Une coalition rebelle hétéroclite
L’attaque contre Birao a été revendiquée par l’Union des forces démocratiques pour le Rassemblement (UFDR), un mouvement qui était inconnu jusqu’à lundi dernier. Interrogé par RFI, le porte-parole de ce mouvement, le capitaine Abakar Sabone, a démenti avoir bénéficié du soutien du Soudan lors de la prise de cette localité. Mais il a reconnu être installé dans un pays étranger qu’il a refusé de nommer.
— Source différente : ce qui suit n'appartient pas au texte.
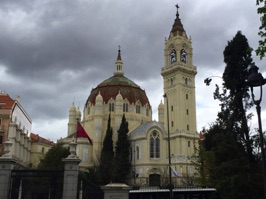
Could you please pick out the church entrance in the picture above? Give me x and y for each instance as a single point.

Selon l'Agence France Presse, l’UFDR est une coalition de trois anciens groupes armés issus de camps adverses dans le passé. Elle rassemble en effet des «ex-libérateurs», alliés au président Bozizé jusqu'à sa prise du pouvoir en 2003, mais cela derrière un chef d’état-major, Abdoulaye Miskine, ancien collaborateur de Patassé. On retrouve également le commandant Justin Assan, un ancien patron de la garde rapprochée de Patassé, à la tête de la coalition rebelle apparemment dirigée par un certain Michel An-Non Droko Djotodia, inconnu sur la scène centrafricaine. Les rebelles affirment avoir pris les armes pour «libérer» le peuple centrafricain et pour combattre le «pouvoir anti-démocratique, mafieux et ethnique» du président Bozizé, qu’ils accusent de s’opposer à tout dialogue. Les autorités qui parlent d’assaillants «non identifiés» accusent le président déchu, Ange-Félix Patassé, en exil au Togo, de piloter les groupes rebelles qui se sont manifestés depuis plusieurs mois dans la moitié nord du pays.
Instabilité régionale
Suite à l’attaque contre Birao, les autorités de Bangui ont demandé l’application immédiate de la résolution 1706 adoptée fin août par le Conseil de sécurité des Nations unies. Cette résolution prévoit le déploiement des casques bleus au Darfour et tout particulièrement à la frontière entre le Soudan et la RCA. Or Khartoum s’oppose fermement à l’installation des forces de l’ONU dans sa province occidentale, jugeant qu’il s’agit d’une manœuvre pour rétablir la «domination coloniale», sous couvert d’opérations visant à protéger les populations menacées de catastrophes humanitaires et d’attaques attribuées aux milices arabes.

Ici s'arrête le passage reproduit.